Saturday, December 4, 2010

Boost: Not Ready for Professional Projects?

Over the last several weeks I’ve been doing some general code maintenance that is a necessary part of software development. One of the problems with using C++, or any include based language for that matter, is the issue of the geometric growth in number of lines of code that can potentially get included.

If you have an include file that includes 2 other files and those in turn include 2 others you can see that very quickly you can get to a point where the total number of lines of code included runs into the hundreds of thousands of lines.

I got curious about just how big of a hit this was and decided to write a simple include file analyzer to see how potentially big this was. My analyzer is pretty brain dead in that all it looks for is #include statements. It doesn’t respect the preprocessor so the numbers it spits back are pretty much worst case. But it does give some very useful results.

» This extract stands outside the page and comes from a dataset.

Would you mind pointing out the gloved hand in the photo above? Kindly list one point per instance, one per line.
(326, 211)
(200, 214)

For example many of the stl containers like map, vector etc. tend to run about 20,000 lines and a couple of hundred includes. This was surprisingly large to me. The good news is that there is a lot of overlap, so if I include both map and vector it’s only incrementally larger.

In our work we use many of the boost constructs, like boost shared_ptr. These are some very nice and useful constructs that are an important conceptual addition to the language.

When I analyzed the boost headers I was very unpleasantly surprised at how big some things were. For example the boost shared_ptr was running about 200,000 lines. Of course some of this is platform specific code, but the point is that it is a massive hit.

As a sanity check one of my colleagues ran all of our code through the preprocessors and dumped the output into a single file. It was about 25 gigabytes of data!

While it is obvious that we should be aware of these issues, in general it is really easy to miss the cost of including header files.

Boost is providing a great service to the C++ community, but they too have fallen victim to the geometric growth of include based libraries.

Since shared_ptr is now part of tr1 we have moved over to using it. In analyzing the tr1 memory file inclusion it is an order of magnitude smaller than the boost implementation.

I write this not to say that boost is bad, but to say that you need to be aware of the cost of using it. To that end I suggest the following:

  • Don’t include any boost header in any commonly used header file. Use the Pointer to Implementation (PIMPL) idiom, forward declarations or simply don’t use boost.
  • Prefer stl solutions, although you still have a massively large header file load. But 20,000 lines is nothing compared to 200,000 lines.
  • Always check the cost of our includes. It is often a bit like boiling a frog in water in that a single change is hardly noticeable. But then one day you look up and your compile time is 30 minutes.

In any case it is my hope that the writers of boost take a look at putting it on a diet. It has become a massively bloated beast.